One of the focus of the fiscal policy roadmap of the present government is to “strengthen fiscal/monetary handshake” with focus on deliberate collaboration of fiscal and monetary authorities on policies that will increase the supply of US dollar while also reducing its demand.
The Federal Government N-power program and the London and Paris club refund are two important expansionary fiscal policy programs that is targeted at providing the much needed liquidity in the hand of unemployed and salaries in the hand of civil servants that have been owed salaries for months.
The recent Foreign Exchange availability and subsequent awash by the Apex bank in the attempt to meet up with the demand for invisible transactions while also providing enough FX for both forward and spot LC transactions could not be alluded to the result of the fiscal roadmap or any other deliberate policy achievement. It is the direct impact of the calm in the Niger Delta and the stable price of crude oil in the international market.
Paris club refund
The monetary policy committee chaired by the CBN governor in its meeting on Tuesday held the monetary policy rate at 14% apparently in respond to the 2 digits inflation rate against the targeted 6 to 9%. According to the CBN governor “Price pressures continue, and loosening would exacerbate them while tightening would portray the bank as insensitive to concerns about growth”.

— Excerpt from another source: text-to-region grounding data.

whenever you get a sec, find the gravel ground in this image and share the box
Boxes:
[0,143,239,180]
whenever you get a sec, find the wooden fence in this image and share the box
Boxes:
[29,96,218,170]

This decision of the MPC is coming at a time when inflation eased to 17.8% in February after it rose to a 15 years high of 18.84% in November 2016. The ease of the Nigerian inflation rate can only be an indirect impact of stable price of crude oil and the ability of the country to increase crude oil production owing to peace in the Niger Delta and the subsequent effect of availability of FX for importers of raw materials for production. Inflation rate can only continue to go down as long as FX is available to manufacturers who are heavily dependent on importation for their productions.
Paris club refund
The policy handshake between the fiscal and monetary authorities is a much needed collaboration for a country like Nigeria that lacks but needs economic direction. The Nigerian economy is currently running on “by Gods grace”or better still “laissez faire” and policy collaboration can only assist the market to move faster in the direction that the freehand moves it.
The recession that the Nigerian economy plunged into several months ago was not as a result of deliberate economic mismanagement by the Buhari government but as a result of fall in international price of crude oil and the unrest in the Niger Delta. The current and obvious recovery as postulated by the world bank and other relevant agencies can only be alluded to same causes.
The policy direction of this government after recovery is to push for increase in our external reserve and sovereign wealth funds and also invest heavily in infrastructures and economic diversification so the country may have enough capacity to withstand fall in oil price in future.